EL dolor es el dolor. Cuando se sufre o se presencia, apenas se puede hacer algo. Es necesaria la intervención de la justicia y de las leyes contra quienes lo han causado, pero ante el dolor no queda más que ofrecer el hombro, por si la víctima quiere recostarse, mientras su dolor crece o disminuye con el tiempo. Todo depende de tantas variables...
Pero lo peor de todo es cuando el dolor envenena el alma, no de las personas que ya la tienen envenenada y utilizan el dolor ajeno para justificar sus acciones que provocan más dolor, sino el alma de aquellas personas que aún no la tenían envenenada. Y entonces actúan, o escriben, o piensan, o miran hacia otro lado, con ese dolor que pide más dolor, que pide venganza.
Cuando las llamas de la indignación son más altas es cuando necesitamos que las palabras, las decisiones, las acciones... sean pozos de paz y de calma. Ya sabemos que se trata de una heroicidad incomprendida, que las palabras de paz resuenan como un boomerang y se convierten en dedo acusatorio contra quien las pronuncia porque se considera que comparte ideas con quien produce dolor.
Quien produce dolor tiene el alma envenenada. Quizá su conciencia siempre ha sido dañina y goza cuando hace daño. Quizá se fue emponzoñando cuando sufrió algún daño, quizá ha jugado con la vida y con la muerte, quizá ha sufrido tanto daño que ya solo da zarpazos, quizá no tenemos idea alguna de por qué alguien causa tanto dolor y le damos la razón a Hobbes de que somos lobos o a Sartre cuando dice que el infierno son los otros.
En la espiral de la violencia, los inicios tratan de camuflarse. Las agresiones se justifican, los medios de comunicación blanquean y normalizan palizas, agresiones, bombardeos, desfiles de emigrantes, torturas a la supuesta gente mala y nos hacemos insensibles al dolor lejano hasta que ese dolor se encuentra a algunos metros menos de lo que pensábamos.
El siglo XX ha sido escenario de terribles guerras y en el XXI parece que hay algún empeño en que la historia se repita.
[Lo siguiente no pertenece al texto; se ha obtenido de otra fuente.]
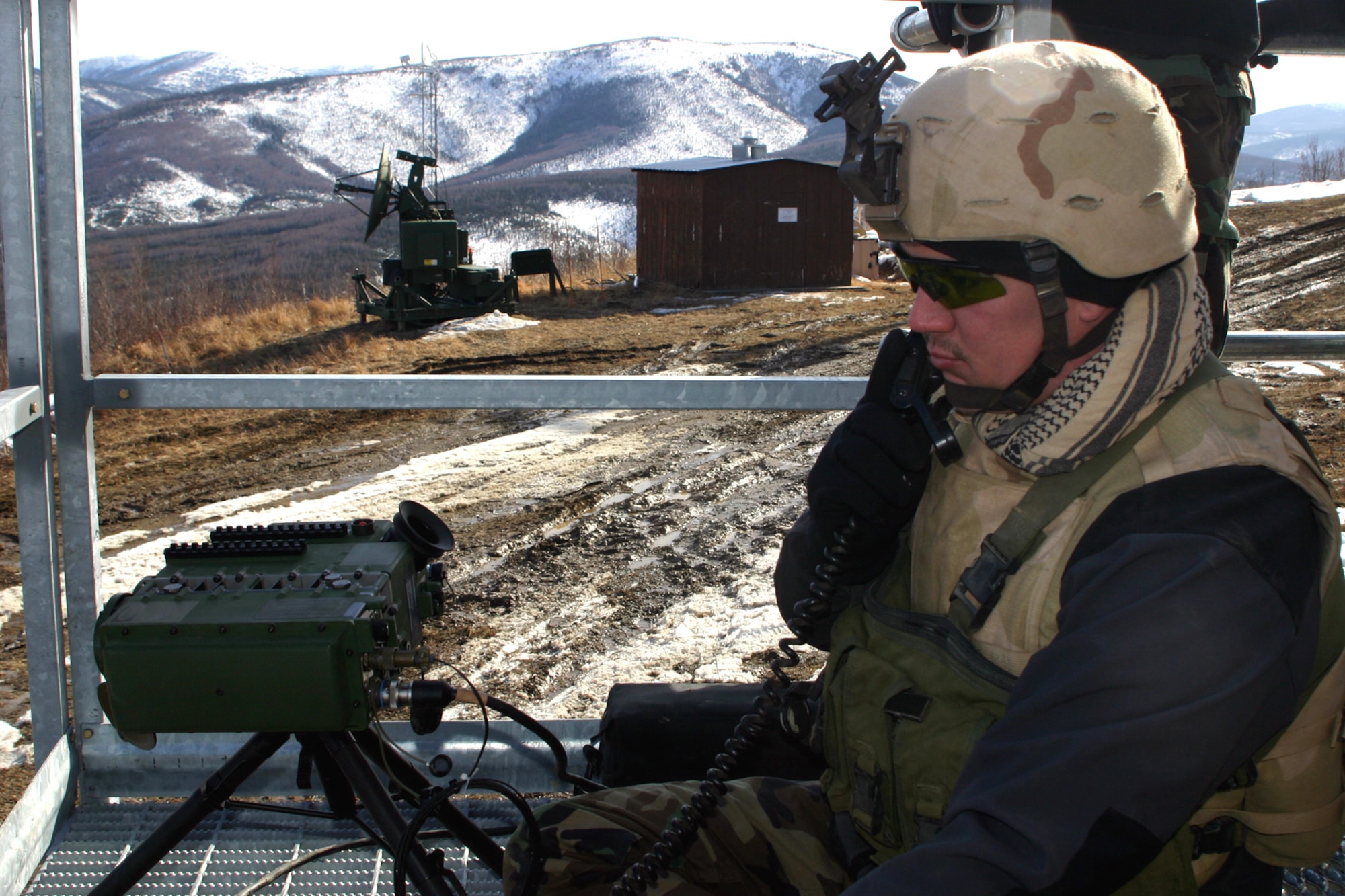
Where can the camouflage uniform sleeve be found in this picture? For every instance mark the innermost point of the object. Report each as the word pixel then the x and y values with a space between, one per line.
pixel 1188 627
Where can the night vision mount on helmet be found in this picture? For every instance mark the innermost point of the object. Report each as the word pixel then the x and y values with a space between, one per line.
pixel 435 278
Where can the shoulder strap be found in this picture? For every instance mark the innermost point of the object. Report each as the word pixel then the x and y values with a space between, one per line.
pixel 1003 552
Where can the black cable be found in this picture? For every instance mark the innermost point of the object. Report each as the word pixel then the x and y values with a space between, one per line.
pixel 410 834
pixel 685 826
pixel 299 861
pixel 439 795
pixel 552 740
pixel 486 719
pixel 535 831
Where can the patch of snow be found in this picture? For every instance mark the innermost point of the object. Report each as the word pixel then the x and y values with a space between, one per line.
pixel 494 321
pixel 459 477
pixel 716 628
pixel 11 752
pixel 1296 368
pixel 223 509
pixel 181 198
pixel 1288 192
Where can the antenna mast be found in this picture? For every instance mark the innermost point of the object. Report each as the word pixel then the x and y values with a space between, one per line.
pixel 427 91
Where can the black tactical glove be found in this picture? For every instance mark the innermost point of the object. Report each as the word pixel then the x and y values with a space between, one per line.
pixel 872 470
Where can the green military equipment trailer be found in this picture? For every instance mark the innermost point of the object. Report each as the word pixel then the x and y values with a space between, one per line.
pixel 434 279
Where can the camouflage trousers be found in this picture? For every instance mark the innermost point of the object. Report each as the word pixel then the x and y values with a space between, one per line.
pixel 1213 104
pixel 769 836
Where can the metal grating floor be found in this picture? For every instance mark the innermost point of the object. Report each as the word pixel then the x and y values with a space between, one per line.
pixel 233 848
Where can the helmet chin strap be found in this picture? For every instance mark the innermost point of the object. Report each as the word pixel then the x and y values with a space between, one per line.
pixel 1044 272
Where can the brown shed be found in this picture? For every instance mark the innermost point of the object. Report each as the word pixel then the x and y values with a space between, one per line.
pixel 718 224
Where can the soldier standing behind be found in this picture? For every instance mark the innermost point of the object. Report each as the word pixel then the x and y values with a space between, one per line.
pixel 1102 651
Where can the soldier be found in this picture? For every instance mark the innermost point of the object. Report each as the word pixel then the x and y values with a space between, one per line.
pixel 1199 53
pixel 1098 653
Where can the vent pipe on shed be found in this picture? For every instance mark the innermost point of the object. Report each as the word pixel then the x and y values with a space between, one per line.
pixel 750 149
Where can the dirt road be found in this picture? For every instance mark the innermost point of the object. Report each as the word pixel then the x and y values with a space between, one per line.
pixel 601 546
Las palabras y las acciones de paz y convivencia no dependen solo de unas personas dirigentes que aciertan o no en unas decisiones tomadas a corto plazo para aplacar la ira de quienes han comenzado a contaminarse con el veneno del dolor propio o ajeno. La provocación de la paz tiene una mirada sensible y global desde todos los dolores, desde todas las agresiones bélicas o económicas, desde todos los conflictos más cercanos, incluidos los domésticos, y aunque parezca utópico requiere una mirada más limpia, más acá y más allá de todo conflicto concreto.
Toda arma tiene envenenada el alma. Es un mal cuyo mejor ataque preventivo se basa en que nadie más lo fabrique. Transpirar paz no solo exige que quien gobierna tome decisiones acertadas, sino que quien opina, presiona o escribe un mensaje en la red mire primero qué sentimientos quieren aliviar el dolor ajeno o continuar con la espiral de la violencia.